The euro continued its tumble for a third session on Friday to trade near one-week low versus the greenback, heading for a weekly decline, to continue its suffering since the ECB's liquidity pumping this week.
It seems that investors deemed the ECB injection of 529.5 billion euros to 800 European banks in a second round of its Long-Term Refinancing Operation (LTRO) a form of quantitative easing, thereby damping the currency on expected oversupply.
Fundamentals from the euro area released today showed that retail sales plunged for a third month in January recording 1.6% drop.
On the upside, European leaders, who met in Brussels on Thursday in their first day of an EU summit, agreed to accelerate the process of capitalization of the permanent European rescue fund, through completing all its tranches in 2015, one year earlier than planned.
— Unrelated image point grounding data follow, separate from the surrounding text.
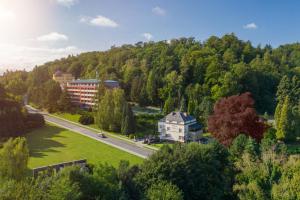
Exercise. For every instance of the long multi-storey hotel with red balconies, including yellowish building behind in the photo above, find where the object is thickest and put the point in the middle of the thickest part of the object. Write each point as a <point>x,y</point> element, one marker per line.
<point>82,92</point>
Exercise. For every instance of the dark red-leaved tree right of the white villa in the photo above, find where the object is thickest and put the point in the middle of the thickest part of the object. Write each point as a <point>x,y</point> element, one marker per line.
<point>235,115</point>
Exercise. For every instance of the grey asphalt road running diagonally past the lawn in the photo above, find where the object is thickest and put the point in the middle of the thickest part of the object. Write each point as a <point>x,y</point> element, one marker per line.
<point>112,141</point>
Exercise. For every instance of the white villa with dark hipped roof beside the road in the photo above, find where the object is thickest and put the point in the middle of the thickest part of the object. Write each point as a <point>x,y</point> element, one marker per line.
<point>179,126</point>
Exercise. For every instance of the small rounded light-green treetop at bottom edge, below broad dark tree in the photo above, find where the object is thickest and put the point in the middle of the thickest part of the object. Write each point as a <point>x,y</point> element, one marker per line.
<point>164,191</point>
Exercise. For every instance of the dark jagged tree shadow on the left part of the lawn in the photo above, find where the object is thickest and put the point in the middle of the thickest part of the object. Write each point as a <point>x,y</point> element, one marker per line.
<point>41,140</point>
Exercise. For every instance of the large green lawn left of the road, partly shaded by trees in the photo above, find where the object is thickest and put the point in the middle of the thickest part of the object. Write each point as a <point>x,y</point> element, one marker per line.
<point>52,144</point>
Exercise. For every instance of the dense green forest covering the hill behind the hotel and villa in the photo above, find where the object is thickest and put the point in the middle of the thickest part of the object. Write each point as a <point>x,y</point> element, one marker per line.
<point>180,74</point>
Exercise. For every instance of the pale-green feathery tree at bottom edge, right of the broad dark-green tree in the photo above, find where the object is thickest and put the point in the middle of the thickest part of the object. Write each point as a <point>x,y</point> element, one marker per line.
<point>257,175</point>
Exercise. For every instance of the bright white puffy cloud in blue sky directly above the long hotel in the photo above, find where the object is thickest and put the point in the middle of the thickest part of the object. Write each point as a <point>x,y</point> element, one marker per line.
<point>99,21</point>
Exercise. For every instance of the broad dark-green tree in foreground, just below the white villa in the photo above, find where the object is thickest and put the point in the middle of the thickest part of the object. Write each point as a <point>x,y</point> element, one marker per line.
<point>199,171</point>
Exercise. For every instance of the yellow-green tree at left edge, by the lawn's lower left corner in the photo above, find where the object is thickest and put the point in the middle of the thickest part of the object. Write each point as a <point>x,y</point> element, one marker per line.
<point>14,158</point>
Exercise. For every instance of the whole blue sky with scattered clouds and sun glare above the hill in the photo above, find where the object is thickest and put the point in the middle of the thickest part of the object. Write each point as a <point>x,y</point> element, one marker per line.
<point>36,31</point>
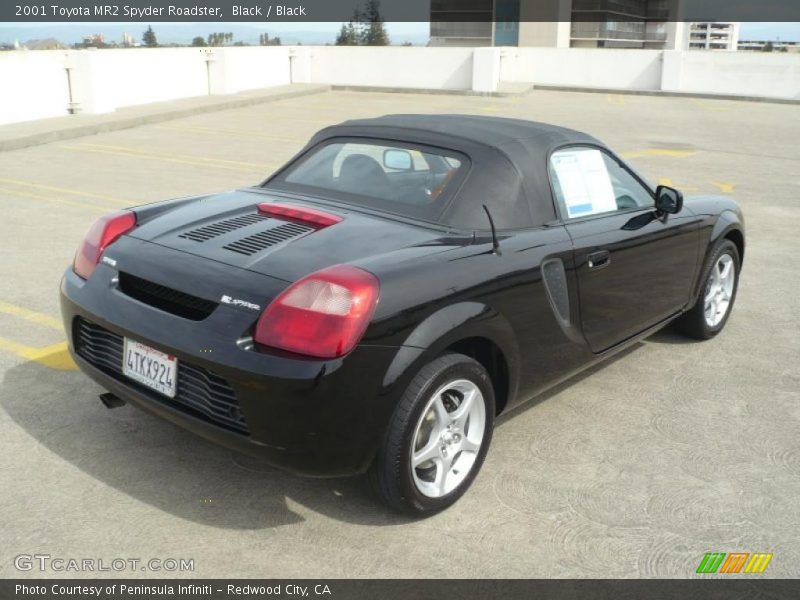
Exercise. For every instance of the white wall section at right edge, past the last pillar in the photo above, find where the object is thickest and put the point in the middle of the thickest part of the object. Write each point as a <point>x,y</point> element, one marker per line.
<point>742,73</point>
EU President Herman Van Rompuy said It could be starting with the payment of two tranches in 2012 but we have to take a definite decision, where the final decision may come out today.
In the same context, euro area finance ministers, who met in Brussels on Thursday, decided to provide Greece with funds needed to ease the process of bond swap with private sector bondholders before a deadline of March 8.
Meanwhile, the EUR/USD pair is trading around 1.3250, where the breach of SMA 100 level around 1.3290 paved the way for further decline, after it touched a high of 1.3332, while the day's high was recorded at 1. 1.3238.
The trading range for today is among key support at 1.3110 and key resistance at 1.3550.
The U.S. dollar, on the other hand, rose against a basket of major currencies, heading for the largest weekly incline in two months, after getting buy recommendation from Morgan Stanley.
The six-currency gauge, the dollar index, surged to 79.10 compared with the day's opening at 78.78.
Against the yen, the greenback rose to nine-month high to trade around 81.50, where the day's high was seen at 81.70 while the low was touched at 80.06.
The trading range for today is among key support at 79.15 and key resistance now at 82.50.
Next week, U.S. data is predicted to show that the economy is gathering further momentum without any stimuli from the Fed.
Moving to the British pound, it fell from three-month high versus the greenback despite the better-than-estimated construction data which showed that the sector recorded a widening expansion in February.
Meanwhile, the GBP/USD is trading around 1.5920 after touching a high of 1.59565 and a low of 1.5903.
The trading range for today is among key support at 1.5730 and key resistance at 1.6165.